19

I'm trying to get case folding to be consistent between three languages (C++, Python and Golang) because I need to be able to check if a string matches the one saved no matter the language.

An example problematic word is the German word "grüßen" which in uppercase is "GRÜSSEN" (Note the 'ß' becomes two characters as 'SS').

Is there some way to do this that I'm missing, or does this bug at the end of unicode's documentation apply to all usages of text conversion in golang? If so, what are my options for case folding other than writing it in cgo?

Shawn Blakesley
  • 1,743
  • 1
  • 17
  • 33
  • Given golang implements the capitalisation function as `func to(_case int, r rune, caseRange []CaseRange) rune {` is it even possible to return multiple rules at all. – zerkms Mar 28 '17 at 03:23
  • Yeah, that's what I'm trying to get at. There are languages where one "rune" can become two through case folding / capitalization, so there should be a way to handle such a thing in golang. – Shawn Blakesley Mar 28 '17 at 03:31
  • 1
    If you end up creating an issue could you please post a link here (since I don't think there is something there to properly convert it) – zerkms Mar 28 '17 at 03:32
  • Will do. I just didn't want to create an issue until I had done more research / reached out for help. – Shawn Blakesley Mar 28 '17 at 03:33
  • 1
    Interesting, and kinda relevant: http://www.unicode.org/Public/UCD/latest/ucd/CaseFolding.txt full case folding are the tricky unicode codepoints (and won't work in Go) – zerkms Mar 28 '17 at 03:40
  • 4
    Not in the core: please look at what [golang.org/x/text](https://godoc.org/golang.org/x/text) can do for you. – kostix Mar 28 '17 at 04:17
  • Awesome! Thanks kostix. If you turn that into an answer I will accept it. Basically using `import "golang.org/x/text/cases"` I can do `c := cases.Fold()` then `c.String("grüßen")` and it works. – Shawn Blakesley Mar 28 '17 at 04:32

1 Answers1

10

Advanced (Unicode-enabled) text processing is not part of the Go stdlib,¹ and exists in the form of a host of ("blessed") third-party packages under the golang.org/x/text/ umbrella.

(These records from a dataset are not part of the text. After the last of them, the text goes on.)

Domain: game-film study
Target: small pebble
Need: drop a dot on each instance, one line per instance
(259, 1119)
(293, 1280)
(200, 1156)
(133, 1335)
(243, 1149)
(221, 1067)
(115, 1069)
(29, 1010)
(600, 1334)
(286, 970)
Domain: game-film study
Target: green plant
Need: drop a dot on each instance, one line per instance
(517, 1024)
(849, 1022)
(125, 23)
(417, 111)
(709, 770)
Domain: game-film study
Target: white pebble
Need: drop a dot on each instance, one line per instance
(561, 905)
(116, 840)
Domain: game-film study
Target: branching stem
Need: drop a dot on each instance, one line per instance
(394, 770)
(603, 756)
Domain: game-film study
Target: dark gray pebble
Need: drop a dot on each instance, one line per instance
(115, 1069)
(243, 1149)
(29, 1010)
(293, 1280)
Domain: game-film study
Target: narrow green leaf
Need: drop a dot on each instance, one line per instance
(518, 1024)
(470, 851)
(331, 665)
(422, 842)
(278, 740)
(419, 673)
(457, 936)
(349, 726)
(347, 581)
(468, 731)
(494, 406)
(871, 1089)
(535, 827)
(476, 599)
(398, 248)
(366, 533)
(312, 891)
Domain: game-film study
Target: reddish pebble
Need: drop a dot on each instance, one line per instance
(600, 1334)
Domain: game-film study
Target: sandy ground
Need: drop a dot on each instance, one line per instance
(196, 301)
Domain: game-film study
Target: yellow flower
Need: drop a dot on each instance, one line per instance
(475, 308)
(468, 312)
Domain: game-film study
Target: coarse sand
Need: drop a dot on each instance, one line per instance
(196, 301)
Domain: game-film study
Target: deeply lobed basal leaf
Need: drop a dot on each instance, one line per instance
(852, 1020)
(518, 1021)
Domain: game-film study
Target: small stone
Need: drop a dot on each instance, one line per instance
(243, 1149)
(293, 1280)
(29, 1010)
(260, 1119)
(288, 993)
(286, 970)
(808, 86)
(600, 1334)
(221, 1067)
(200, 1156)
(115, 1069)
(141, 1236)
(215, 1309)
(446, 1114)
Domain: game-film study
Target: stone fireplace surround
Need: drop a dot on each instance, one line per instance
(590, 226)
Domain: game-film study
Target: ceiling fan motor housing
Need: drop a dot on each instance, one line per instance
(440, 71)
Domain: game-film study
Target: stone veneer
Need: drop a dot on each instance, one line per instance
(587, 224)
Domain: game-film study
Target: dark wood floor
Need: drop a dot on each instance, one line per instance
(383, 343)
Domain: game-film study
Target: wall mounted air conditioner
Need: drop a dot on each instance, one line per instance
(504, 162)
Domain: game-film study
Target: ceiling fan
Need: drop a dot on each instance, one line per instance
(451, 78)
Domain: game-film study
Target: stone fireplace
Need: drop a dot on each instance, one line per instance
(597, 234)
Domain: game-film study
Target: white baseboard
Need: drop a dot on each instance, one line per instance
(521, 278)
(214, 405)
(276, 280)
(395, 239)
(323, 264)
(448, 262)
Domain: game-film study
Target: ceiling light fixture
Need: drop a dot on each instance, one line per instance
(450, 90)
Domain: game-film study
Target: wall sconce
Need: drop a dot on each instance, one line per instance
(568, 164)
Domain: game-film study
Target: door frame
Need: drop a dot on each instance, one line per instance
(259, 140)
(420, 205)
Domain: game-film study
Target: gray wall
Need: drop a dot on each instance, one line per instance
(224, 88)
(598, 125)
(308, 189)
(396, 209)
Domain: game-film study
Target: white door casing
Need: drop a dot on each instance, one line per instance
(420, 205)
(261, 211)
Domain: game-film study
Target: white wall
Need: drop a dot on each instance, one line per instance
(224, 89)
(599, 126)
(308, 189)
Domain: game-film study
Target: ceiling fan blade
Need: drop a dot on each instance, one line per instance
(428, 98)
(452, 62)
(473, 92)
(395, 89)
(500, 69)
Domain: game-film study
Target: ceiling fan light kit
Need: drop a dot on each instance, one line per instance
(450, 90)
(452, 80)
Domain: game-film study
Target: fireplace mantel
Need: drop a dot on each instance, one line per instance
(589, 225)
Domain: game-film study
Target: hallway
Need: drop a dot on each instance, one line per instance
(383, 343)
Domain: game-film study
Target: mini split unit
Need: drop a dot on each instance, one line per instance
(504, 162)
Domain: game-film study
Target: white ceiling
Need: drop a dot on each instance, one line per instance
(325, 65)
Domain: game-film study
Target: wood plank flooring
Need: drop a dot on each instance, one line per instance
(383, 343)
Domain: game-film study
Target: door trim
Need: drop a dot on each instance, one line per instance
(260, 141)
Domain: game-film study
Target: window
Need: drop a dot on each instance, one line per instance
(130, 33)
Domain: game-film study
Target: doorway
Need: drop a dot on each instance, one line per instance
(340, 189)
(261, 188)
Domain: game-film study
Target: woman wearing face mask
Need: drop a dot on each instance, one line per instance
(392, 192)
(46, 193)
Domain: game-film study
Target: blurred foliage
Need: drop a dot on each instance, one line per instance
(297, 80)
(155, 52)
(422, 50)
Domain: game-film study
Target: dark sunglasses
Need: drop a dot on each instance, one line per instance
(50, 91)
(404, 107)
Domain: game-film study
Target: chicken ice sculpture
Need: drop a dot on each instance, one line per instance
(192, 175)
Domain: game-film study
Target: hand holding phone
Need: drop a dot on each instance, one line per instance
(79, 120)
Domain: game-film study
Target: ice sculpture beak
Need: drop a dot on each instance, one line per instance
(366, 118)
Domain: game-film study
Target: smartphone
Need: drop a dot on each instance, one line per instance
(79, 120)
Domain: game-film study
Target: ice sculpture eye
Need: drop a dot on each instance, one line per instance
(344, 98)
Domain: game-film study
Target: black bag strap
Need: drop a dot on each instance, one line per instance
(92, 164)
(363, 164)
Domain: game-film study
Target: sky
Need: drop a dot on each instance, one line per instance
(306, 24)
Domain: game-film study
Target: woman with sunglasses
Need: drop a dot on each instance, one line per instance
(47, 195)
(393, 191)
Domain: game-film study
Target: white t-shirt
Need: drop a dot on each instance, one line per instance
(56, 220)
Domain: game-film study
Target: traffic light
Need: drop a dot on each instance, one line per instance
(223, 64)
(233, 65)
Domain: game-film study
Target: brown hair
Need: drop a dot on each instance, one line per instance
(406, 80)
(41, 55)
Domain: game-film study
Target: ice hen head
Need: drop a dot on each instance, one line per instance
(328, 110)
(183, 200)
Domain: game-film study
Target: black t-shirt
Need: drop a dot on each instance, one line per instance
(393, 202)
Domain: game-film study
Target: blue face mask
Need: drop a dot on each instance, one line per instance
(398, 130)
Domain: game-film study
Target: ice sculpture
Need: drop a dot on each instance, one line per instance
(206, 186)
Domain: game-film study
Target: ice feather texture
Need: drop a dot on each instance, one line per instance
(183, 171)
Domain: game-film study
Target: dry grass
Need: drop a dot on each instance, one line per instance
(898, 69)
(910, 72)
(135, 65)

As Shawn figured out by himself, one can do

import (
  "golang.org/x/text/cases"
)

c := cases.Fold()
c.String("grüßen")

to get "grüssen" back.


¹ That's because whatever is shipped in the stdlib is subject to the Go 1 compatibility promise, and at the time Go 1 was shipped certain functionality wasn't available or was incomplete or its APIs were in flux etc, so such bits were kept out of the core to let them mature.

Shawn Blakesley
  • 1,743
  • 1
  • 17
  • 33
kostix
  • 51,517
  • 14
  • 93
  • 176